See you next weekend. ❤

Oh So Bittersweet: A Day with Balsamic Vinegar

Shopping in American supermarkets, passing the salad dressing isle, it is not so out of the ordinary to see “Balsamic Vinegar of Modena”, your run of the mill balsimic vinegar, used typically to dress salads, clean sinks, etc. However, the product we were taken to see yesterday was far from this acidic liquid we Americans have come to know as Balsamic Vinegar.

Traditional Balsamic Vinegar

Oh yes, I am talking about Traditional Balsamic Vinegar of Reggio Emilia. Unlike the watery substance you know as Balsamic Vinegar, Traditional Balsamic Vinegar of Reggio Emilia is so concentrated that it has a deliciously smooth and syrupy consistency. It is also much more expensive than your regular 2 dollar bottle of vinegar.

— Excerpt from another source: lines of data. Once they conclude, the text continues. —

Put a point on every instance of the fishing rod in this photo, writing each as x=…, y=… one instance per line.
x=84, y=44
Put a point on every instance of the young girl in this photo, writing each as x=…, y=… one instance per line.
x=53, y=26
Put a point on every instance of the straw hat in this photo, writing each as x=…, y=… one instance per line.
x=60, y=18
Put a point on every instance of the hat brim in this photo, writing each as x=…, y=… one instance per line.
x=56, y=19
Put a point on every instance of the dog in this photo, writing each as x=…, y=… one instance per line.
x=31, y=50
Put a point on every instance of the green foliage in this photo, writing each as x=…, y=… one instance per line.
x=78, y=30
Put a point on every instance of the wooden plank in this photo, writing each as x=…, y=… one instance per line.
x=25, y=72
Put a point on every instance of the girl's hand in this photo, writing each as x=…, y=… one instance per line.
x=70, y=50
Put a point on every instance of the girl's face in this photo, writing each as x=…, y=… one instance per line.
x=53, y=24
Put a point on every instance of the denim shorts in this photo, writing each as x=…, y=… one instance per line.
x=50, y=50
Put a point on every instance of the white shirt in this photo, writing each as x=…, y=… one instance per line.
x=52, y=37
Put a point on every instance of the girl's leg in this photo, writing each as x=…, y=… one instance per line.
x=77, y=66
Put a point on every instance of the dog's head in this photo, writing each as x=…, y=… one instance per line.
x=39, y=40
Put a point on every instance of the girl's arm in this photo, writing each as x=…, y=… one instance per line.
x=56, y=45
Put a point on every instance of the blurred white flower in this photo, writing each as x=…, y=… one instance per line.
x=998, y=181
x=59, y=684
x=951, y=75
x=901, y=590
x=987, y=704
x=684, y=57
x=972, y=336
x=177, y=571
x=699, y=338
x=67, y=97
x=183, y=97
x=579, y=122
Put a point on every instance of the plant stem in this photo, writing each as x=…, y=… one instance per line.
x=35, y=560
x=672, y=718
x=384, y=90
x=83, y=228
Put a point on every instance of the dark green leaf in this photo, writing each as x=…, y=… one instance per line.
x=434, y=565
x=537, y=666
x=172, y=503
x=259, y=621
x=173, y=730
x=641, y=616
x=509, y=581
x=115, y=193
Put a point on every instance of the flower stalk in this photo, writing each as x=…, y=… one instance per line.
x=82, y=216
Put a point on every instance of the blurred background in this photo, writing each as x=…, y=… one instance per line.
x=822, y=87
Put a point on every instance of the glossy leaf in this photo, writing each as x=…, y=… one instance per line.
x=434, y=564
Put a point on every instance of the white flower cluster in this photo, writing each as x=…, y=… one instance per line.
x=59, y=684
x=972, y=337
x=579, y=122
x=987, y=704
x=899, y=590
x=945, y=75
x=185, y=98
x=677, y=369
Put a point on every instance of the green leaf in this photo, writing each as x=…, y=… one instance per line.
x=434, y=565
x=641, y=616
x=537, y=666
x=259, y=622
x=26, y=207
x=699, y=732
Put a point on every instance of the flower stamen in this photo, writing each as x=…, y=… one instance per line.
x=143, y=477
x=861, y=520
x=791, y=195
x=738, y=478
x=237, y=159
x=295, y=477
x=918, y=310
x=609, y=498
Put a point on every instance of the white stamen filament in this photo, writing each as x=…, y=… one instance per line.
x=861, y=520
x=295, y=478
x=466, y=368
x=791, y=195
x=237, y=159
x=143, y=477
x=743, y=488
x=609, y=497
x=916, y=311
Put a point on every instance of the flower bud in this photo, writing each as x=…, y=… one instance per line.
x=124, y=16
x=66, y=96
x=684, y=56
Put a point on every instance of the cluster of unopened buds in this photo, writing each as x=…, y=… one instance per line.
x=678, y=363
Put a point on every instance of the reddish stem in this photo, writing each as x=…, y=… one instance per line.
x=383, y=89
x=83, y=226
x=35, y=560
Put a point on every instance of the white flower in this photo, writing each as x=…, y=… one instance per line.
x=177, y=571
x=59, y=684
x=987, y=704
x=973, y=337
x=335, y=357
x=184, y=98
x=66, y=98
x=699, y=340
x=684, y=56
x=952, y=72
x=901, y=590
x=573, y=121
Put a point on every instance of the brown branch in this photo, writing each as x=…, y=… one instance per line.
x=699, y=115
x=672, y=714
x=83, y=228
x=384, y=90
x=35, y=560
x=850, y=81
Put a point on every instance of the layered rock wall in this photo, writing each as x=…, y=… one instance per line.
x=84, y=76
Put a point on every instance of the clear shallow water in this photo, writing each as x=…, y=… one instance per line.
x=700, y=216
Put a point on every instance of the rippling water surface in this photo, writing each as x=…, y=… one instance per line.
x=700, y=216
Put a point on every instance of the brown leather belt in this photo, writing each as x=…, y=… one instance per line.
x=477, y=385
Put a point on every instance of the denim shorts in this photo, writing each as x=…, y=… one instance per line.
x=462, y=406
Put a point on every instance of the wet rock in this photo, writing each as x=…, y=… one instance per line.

The traditional stuff, aged at a minumum of 3 years (all the way up to 25+) ranges in prince from 60Euro to 90 Euro! WHAT?! for VINEGAR~?!

This is a prized possesion out here. It tastes deliciously sweet, and unlike anything you would expect. The gourmet version of the vinegar is usually enjoyed with dessert (rather than as a salad condiment, unless of course your salad consists of leaves of gold 😉 ) Typically with strawberries or large chunks of fresh Parmigiano Reggiano cheese.

What is balsamic vinegar? Cooked grape must and a little bit of caramel, aged in wooden barrels for long long long periods of time. As each season passes, the balsamic mixture is placed into smaller barrels in order to keep up with its increasing density.

Very delicious, very expensive, very Emilia Romagna.